In his statement, Cook said, “We were required by the government to remove some of the VPN apps from the app store that don’t meet these new regulations... Today there’s still hundreds of VPN apps on the app store, including hundreds by developers outside China. We would obviously rather not remove the apps, but like we do in other countries we follow the law wherever we do business. We strongly believe participating in markets and bringing benefits to customers is in the best interest of the folks there and in other countries as well.”

While the VPN app makers are not pleased with this decision, for Apple it just makes business sense to toe the line of the Chinese government.

Apple revenues in China are dropping

As far as Apple is concerned, China is one of its major markets. The higher disposable incomes of people, the popularity of the brand and quick adoption of its latest products is proof enough. However, in its latest quarterly earnings call, Apple reported a drop in revenues from the Chinese region by around 10 percent year-on-year.
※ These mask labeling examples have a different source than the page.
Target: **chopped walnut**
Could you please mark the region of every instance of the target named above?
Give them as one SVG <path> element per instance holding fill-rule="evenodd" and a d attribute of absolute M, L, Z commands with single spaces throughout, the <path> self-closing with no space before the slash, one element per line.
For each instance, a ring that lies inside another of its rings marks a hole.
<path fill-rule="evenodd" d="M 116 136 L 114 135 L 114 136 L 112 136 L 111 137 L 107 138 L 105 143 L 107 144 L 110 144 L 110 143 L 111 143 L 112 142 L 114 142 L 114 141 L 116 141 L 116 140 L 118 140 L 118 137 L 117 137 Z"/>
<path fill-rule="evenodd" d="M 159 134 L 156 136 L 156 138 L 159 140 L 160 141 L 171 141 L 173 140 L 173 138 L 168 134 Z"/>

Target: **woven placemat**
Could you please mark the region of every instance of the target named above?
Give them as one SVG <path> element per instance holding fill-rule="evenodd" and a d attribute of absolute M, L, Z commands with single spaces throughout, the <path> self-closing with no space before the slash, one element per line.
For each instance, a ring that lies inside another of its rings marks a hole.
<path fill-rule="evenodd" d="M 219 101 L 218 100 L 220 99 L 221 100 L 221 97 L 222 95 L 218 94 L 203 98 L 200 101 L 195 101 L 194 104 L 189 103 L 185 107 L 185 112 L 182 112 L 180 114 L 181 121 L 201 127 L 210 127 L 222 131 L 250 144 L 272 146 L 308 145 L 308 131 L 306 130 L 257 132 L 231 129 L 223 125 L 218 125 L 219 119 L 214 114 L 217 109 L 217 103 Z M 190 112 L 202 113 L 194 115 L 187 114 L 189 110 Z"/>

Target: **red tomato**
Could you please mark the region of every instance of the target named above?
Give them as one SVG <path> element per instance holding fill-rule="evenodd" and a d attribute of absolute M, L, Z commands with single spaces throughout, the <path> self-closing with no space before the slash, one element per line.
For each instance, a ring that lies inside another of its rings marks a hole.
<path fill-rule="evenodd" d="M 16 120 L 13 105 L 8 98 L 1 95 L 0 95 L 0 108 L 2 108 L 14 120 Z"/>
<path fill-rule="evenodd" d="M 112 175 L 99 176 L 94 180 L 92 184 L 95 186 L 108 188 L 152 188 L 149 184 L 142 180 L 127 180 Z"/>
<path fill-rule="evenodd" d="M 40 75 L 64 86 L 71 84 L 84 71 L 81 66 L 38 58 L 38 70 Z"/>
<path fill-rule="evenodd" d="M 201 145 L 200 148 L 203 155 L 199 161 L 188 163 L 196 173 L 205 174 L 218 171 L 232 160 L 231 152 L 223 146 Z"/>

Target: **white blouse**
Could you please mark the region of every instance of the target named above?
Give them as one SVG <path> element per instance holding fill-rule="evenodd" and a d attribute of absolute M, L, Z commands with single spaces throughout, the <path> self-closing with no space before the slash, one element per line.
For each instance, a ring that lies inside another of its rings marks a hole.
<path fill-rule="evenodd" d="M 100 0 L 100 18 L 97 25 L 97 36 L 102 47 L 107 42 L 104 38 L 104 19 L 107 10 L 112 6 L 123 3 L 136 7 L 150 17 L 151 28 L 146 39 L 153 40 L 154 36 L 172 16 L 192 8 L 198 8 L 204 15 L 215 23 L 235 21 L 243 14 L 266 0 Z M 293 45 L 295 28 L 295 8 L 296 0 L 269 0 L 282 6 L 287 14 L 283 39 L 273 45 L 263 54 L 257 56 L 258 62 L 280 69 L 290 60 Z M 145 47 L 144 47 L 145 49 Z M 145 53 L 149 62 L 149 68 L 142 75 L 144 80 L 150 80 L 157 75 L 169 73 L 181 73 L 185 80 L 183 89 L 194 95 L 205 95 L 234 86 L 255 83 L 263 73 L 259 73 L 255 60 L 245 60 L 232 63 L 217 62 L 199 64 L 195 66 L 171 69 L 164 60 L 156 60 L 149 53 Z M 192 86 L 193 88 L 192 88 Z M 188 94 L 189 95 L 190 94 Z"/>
And this has been for the fifth quarter running.

But one area that is seeing improvements are Apple services. And for services to thrive in the Chinese market, they have to get the approvals from the Chinese technology regulators.

iPhone’s share in China has fallen to nine percent in the January to June period as compared to a peak of 14 percent in 2015, says a Counterpoint research analyst. Homegrown brands such as Huawei, Oppo, Vivo and Xiaomi have pushed Apple iPhone to the fifth position in terms of sales.

The fate of Google

China has a thriving local software apps and services ecosystem. The Great Firewall of China prevents direct access to a lot of US-based technology companies including Google, a lot of whose clones are currently operational in China. A major reason for this is again, the regulation of apps and services. Google, which was functioning smoothly in China since 2006, met a roadblock in 2010.

Google decided to shut off its China operations after it discovered a cyberattack from China targeted at it and many other companies. Google also discovered that Gmail IDs of a lot of human rights activists had been compromised. It decided to shift its search operations to Hong Kong. While Google’s decision was applauded worldwide, soon enough all Google services were banned within China. And considering the immense market potential of China, Google is taking measures to make a comeback there, by hiring people and working towards an agreement to come up with an app store which would only have government-approved apps.

Apple would certainly not want to do something drastic and go against the local laws, lest its services are not allowed in China as well, a market the Cupertino giant just cannot ignore. The App Store is a huge revenue generator for Apple, and with the Play Store still not official in China, Apple would certainly not want to lose that edge.